I bought a plow that has the handheld controller with the push buttons in use. They previous owner also gave me a "broken" joystick controller. I am not exactly sure what is wrong with it...the knob isn't intact but not sure about other functions. Plow hasn't been on for the season yet so haven't hooked up to test it. Is there anyone what would repair these? Snoway direct? I know they are expensive to replace and that some people prefer them, was wondering if it was worth anything to keep or try to get repaired.


----------



## hydro_37 (Sep 10, 2006)

you sure the plow is a Sno-Way?
Basher would be your best bet to answer any Sno-Way questions....he is the sno-way God around here.


----------



## joshg (Nov 12, 2009)

Yes it is a snoway.


----------



## t-sig (Feb 5, 2010)

Josh,

The internals are made up of micro switches and diodes. If you have down pressure, there is also a toggle switch. I replaced the diodes in mine and a micro switch. The diodes break down over time and the plow will start to act funny (up is left, left is right, kind of stuff). Micro switches should last forever, but, I burned up one due to a short. I was able to get all these parts at a local electronics store pretty cheap. I'm sure Snoway has them as well. I prefer the joy stick over all the other types of controllers. It is definitely the most functional, IMO. Can the previous owner offer up any more info on it?


----------



## joshg (Nov 12, 2009)

Thanks for the input. I should check with the prior owner and see if they remember the issues. I'll also just try to plug it in and see what it does. I guess there shouldn't be too much risk to the system, correct?


----------



## t-sig (Feb 5, 2010)

You can't do any harm, as long your 12 volt source is fused. Mine shorted out badly because the previous owner had it hooked out without a fuse. Not a good idea.


----------



## basher (Nov 13, 2004)

what kind of plow do you have? sounds like you have the sno-1 pump. Hook up the joystick and try it, it cannot hurt. is it wired or wireless?


----------



## joshg (Nov 12, 2009)

29/32 Series sticker on it. 

Serial sticker is 32D102... I don't have a pic with the joystick # with me..remeber there was a number on it too...can post later. Both controllers are wired.


----------



## basher (Nov 13, 2004)

OK, try carefully dis-assembling the plug on the control. make sure all the wires are still intact. People will twist the wrong section of the assembly and rip the wires loose inside. You need special connectors, and it is easiest if you have the right tools.


----------



## joshg (Nov 12, 2009)

Just a follow up on this. I was able to repair and make it fully functional. It is not a hard unit to work on if it isn't severly broken. I too a bunch of photos I can upload later if people are interested.

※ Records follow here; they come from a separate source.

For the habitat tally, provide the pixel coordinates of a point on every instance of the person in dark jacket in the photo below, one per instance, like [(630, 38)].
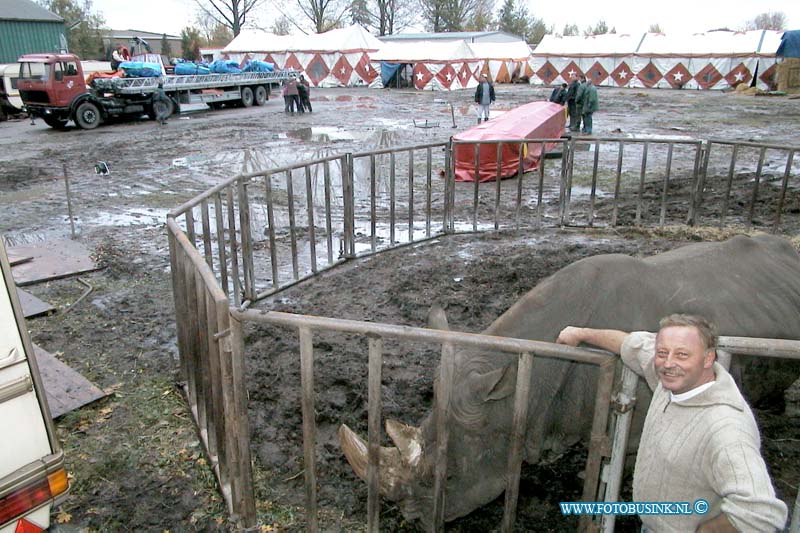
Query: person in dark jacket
[(572, 106), (294, 95), (484, 96), (559, 94), (590, 105), (304, 88)]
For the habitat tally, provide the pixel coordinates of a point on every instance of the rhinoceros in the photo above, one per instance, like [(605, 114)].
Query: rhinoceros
[(749, 286)]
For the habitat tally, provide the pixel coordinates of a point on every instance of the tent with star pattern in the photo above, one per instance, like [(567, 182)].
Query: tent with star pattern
[(712, 60), (436, 65), (337, 58)]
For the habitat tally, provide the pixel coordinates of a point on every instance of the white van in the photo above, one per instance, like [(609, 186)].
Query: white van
[(32, 473)]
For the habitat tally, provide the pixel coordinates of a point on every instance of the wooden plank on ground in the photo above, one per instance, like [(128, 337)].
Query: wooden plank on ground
[(65, 388), (15, 258), (51, 260), (33, 306)]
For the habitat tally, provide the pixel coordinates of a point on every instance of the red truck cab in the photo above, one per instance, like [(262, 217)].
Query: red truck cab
[(51, 86)]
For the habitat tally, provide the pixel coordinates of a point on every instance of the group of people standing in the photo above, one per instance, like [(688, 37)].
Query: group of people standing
[(581, 101), (297, 95)]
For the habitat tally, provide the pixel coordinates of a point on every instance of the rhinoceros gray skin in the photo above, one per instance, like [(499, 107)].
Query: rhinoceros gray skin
[(749, 287)]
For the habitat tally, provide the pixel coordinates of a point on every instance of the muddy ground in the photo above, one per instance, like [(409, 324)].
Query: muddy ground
[(135, 461)]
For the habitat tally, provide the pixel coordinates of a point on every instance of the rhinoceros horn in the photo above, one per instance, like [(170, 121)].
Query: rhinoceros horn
[(397, 464)]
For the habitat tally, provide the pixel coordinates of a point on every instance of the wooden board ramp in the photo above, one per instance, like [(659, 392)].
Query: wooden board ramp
[(66, 389), (33, 306), (51, 260)]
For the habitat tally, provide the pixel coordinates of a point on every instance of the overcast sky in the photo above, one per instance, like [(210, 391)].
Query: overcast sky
[(627, 16)]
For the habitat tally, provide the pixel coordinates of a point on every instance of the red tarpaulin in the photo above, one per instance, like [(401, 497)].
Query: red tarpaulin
[(537, 120)]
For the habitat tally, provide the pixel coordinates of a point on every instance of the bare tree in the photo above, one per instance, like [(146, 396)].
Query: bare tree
[(767, 21), (231, 13), (448, 15), (384, 17), (600, 28), (571, 30), (281, 25), (516, 19), (324, 14)]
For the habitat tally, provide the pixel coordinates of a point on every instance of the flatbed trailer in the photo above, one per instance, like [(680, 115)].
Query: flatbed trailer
[(52, 87)]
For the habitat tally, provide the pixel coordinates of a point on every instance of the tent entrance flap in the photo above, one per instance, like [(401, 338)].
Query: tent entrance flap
[(537, 120)]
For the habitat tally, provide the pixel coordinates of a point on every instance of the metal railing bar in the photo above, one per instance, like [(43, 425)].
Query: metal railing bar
[(665, 187), (594, 183), (326, 169), (729, 185), (221, 254), (410, 195), (518, 207), (292, 223), (206, 225), (784, 186), (618, 179), (237, 288), (642, 173), (190, 228), (498, 178), (505, 344), (384, 151), (392, 198), (273, 249), (754, 197), (692, 217), (247, 241), (373, 204), (476, 184), (428, 190), (312, 236), (540, 191)]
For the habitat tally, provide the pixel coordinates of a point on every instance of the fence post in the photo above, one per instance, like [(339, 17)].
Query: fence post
[(242, 495), (348, 199), (449, 188), (625, 401)]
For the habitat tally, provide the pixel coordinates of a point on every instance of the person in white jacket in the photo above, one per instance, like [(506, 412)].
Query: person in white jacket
[(700, 441)]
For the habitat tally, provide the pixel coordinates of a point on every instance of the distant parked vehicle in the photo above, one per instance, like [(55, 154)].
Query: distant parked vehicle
[(52, 87), (32, 474)]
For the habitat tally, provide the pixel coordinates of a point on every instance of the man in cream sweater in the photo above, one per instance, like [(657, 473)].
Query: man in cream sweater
[(700, 440)]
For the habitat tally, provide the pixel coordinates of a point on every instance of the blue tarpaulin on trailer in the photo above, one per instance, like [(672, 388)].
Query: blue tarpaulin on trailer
[(790, 44)]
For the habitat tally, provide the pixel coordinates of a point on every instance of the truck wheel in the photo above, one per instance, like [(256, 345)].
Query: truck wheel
[(261, 95), (56, 123), (161, 108), (247, 96), (87, 116)]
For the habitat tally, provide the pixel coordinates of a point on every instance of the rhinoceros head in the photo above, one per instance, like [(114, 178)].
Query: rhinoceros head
[(479, 425)]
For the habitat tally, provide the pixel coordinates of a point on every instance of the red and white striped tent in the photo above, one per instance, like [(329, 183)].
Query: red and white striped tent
[(504, 62), (436, 65), (713, 60), (337, 58)]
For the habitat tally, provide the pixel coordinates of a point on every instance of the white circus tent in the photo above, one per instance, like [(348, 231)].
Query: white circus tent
[(504, 62), (337, 58), (433, 65), (712, 60)]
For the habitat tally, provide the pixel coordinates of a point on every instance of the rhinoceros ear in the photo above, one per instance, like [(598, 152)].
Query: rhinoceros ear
[(497, 384), (437, 319)]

I was able to figure out that the only problem with mine was a broken joystick. Through some internet searching I figured out that Suzo Happ makes the joystick for Snoway. I was able to buy a replacement direct from them. Drop it in and of it goes.

Here is the joystick: http://www.happcontrols.com/joysticks/50275500.htm










If you ever need to replace the micro swtiches they are made by cherry. 
http://www.cherrycorp.com/english/switches/submini/e_mod.htm
http://www.cherrycorp.com/english/switches/pdf/E61_Series.pdf

I was able to carefuly disassemble the unit, remove and replace the broken joystick and then just put in the new one. Biggest caution is to be careful to avoid damaging the soldered connections. Make sure the cord strain relief is reinstalled properly and then to make sure to keep straight which swich wires control which direction. I made a mistake and had to take it apart again to since I mixed up the raise and lower.

Former owner had someone borrow truck that was tall and broke it as it was mounted to the lower left of sterring wheel. I need to find a new convenient way to mount. I'd almost just like to put on the seat on my right.


----------